The Christian Democrat Union/Christian Socialist Union yesterday signaled its opposition following intense public and private sector pressure. Germany, which holds 97 seats in the European Parliament, is seen as the deciding factor for whether the vote would pass.

Jens Spahn, leader of the CDU/CSU, warned against the bill’s overreach: “That would be like opening all letters as a precaution and seeing if there’s anything forbidden in them. That’s not possible, it won’t happen with us.”

Timothy May speaking at the Hackers Congress in 2016. (YouTube)

Early Bitcoin developer Peter Todd, who definitely isn’t Satoshi despite what a HBO documentary claimed earlier this year, tells Magazine that Chat Control is an unprecedented violation of privacy.

“Obviously, this is utterly absurd, an incredible violation of communication privacy unprecedented in human history. It must be stopped,” he says.  

“It’s not a surprise. Politicians in the EU have been pushing for it for years,” he adds. 

Chat Control: Won’t someone think of the children?

Chat Control, formally known as Regulation to Prevent and Combat Child Sexual Abuse (CSA), requires messaging apps to allow regulators to scan messages for child sexual abuse content before they’re sent.

However, critics argue it’s a Trojan horse that would kill off privacy by making end-to-end encryption useless.

Germany has become the latest country to oppose the EU’s Chat Control proposal (Fight Chat Control)

“Quite simply, Chat Control completely defeats the security provided by end-to-end encryption,” says Todd. 

“It’ll mandate that a snitching module be installed in all chat software that’ll detect content the government doesn’t like, and undetectably report it.”

Many people worry that once the government is given the power to scan messages for child sexual abuse material (CSAM), they could then “scope creep” into scanning for anything else they see fit to spy on. 

“That snitching module won’t be possible to audit.
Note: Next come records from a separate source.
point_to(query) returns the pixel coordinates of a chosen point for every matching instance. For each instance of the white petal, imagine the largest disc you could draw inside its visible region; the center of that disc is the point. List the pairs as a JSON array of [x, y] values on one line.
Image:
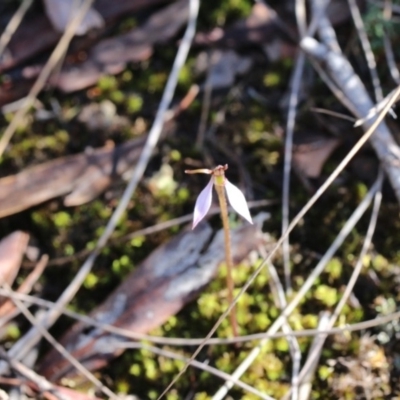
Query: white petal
[[203, 203], [237, 201]]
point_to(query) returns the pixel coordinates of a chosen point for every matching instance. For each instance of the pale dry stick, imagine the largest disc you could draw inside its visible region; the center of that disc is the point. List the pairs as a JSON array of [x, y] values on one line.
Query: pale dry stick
[[13, 25], [128, 334], [332, 113], [33, 336], [58, 52], [301, 17], [341, 71], [205, 108], [61, 349], [27, 284], [374, 110], [293, 224], [369, 55], [353, 278], [295, 352], [304, 386], [194, 363], [148, 231], [291, 119], [319, 268], [394, 71], [290, 125], [287, 164], [42, 384]]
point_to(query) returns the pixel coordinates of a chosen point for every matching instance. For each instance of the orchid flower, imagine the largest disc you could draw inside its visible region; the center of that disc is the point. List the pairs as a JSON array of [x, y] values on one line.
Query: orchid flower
[[235, 197]]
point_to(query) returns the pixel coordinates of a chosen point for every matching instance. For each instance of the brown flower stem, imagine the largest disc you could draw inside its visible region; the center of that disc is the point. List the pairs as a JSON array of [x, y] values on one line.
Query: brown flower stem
[[228, 254]]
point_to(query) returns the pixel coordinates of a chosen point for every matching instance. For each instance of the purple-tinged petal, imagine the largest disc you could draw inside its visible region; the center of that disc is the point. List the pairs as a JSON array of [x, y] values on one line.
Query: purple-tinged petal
[[203, 203], [237, 200]]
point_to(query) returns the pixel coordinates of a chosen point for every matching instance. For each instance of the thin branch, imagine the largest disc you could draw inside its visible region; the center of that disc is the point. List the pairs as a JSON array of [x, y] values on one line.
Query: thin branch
[[128, 334], [13, 25], [293, 224], [319, 268], [52, 62], [22, 346]]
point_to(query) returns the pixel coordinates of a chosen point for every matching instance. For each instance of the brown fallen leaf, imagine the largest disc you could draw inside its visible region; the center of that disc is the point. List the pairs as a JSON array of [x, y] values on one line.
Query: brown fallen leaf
[[12, 249], [61, 12], [225, 66], [174, 274], [262, 27], [36, 33], [310, 155], [110, 56], [81, 177]]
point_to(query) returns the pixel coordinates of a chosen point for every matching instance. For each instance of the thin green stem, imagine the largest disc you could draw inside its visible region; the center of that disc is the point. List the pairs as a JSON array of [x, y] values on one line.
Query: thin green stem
[[228, 254]]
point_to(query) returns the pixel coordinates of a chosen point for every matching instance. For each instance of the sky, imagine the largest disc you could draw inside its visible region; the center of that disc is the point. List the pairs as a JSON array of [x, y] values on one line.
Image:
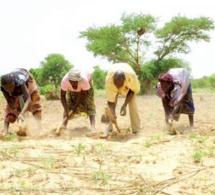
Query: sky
[[30, 30]]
So you’ll have no idea what it’s actually doing – it’ll be quite possible for governments to snoop on everything from communication between individuals they don’t like, to entire classes of content,” says Todd. 
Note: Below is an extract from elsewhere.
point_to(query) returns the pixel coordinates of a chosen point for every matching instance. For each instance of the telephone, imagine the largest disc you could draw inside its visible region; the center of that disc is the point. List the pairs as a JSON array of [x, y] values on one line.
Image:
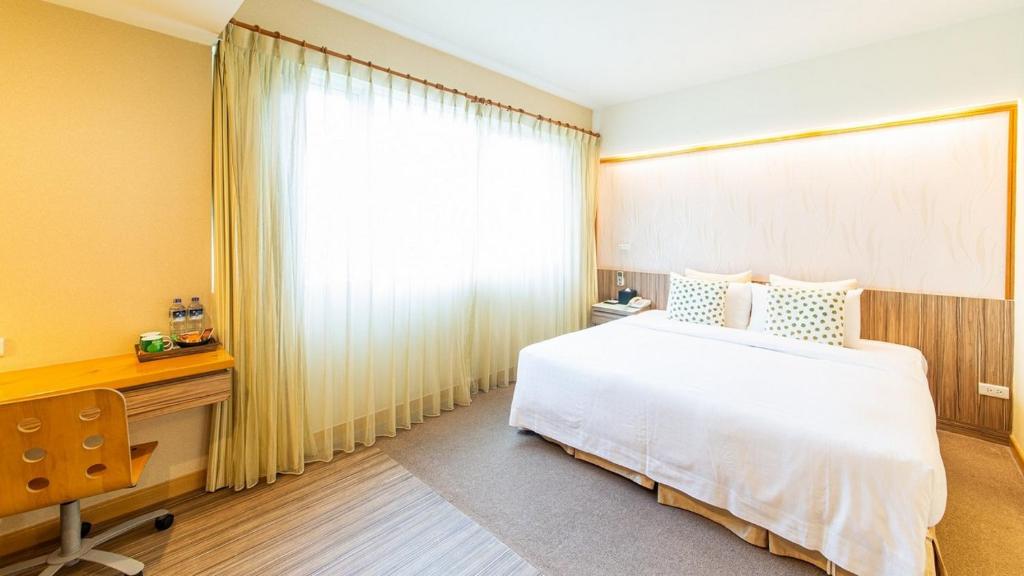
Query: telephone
[[638, 302]]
There are many more reasons cypherpunks don’t want it passed. 

Some argue it is likely to generate so many false positives from misidentifying parents’ photos of their own kids playing that it will hurt regular folk while sucking up police resources, making it even harder to catch the real criminals. 

Others argue the law undermines Europeans’ fundamental rights to privacy and data protection, violating Article 7 of the Charter of Fundamental Rights of the European Union.

Chat Control could be a national security catastrophe 

Or, worse, it could give bad actors a chance to use the same backdoor.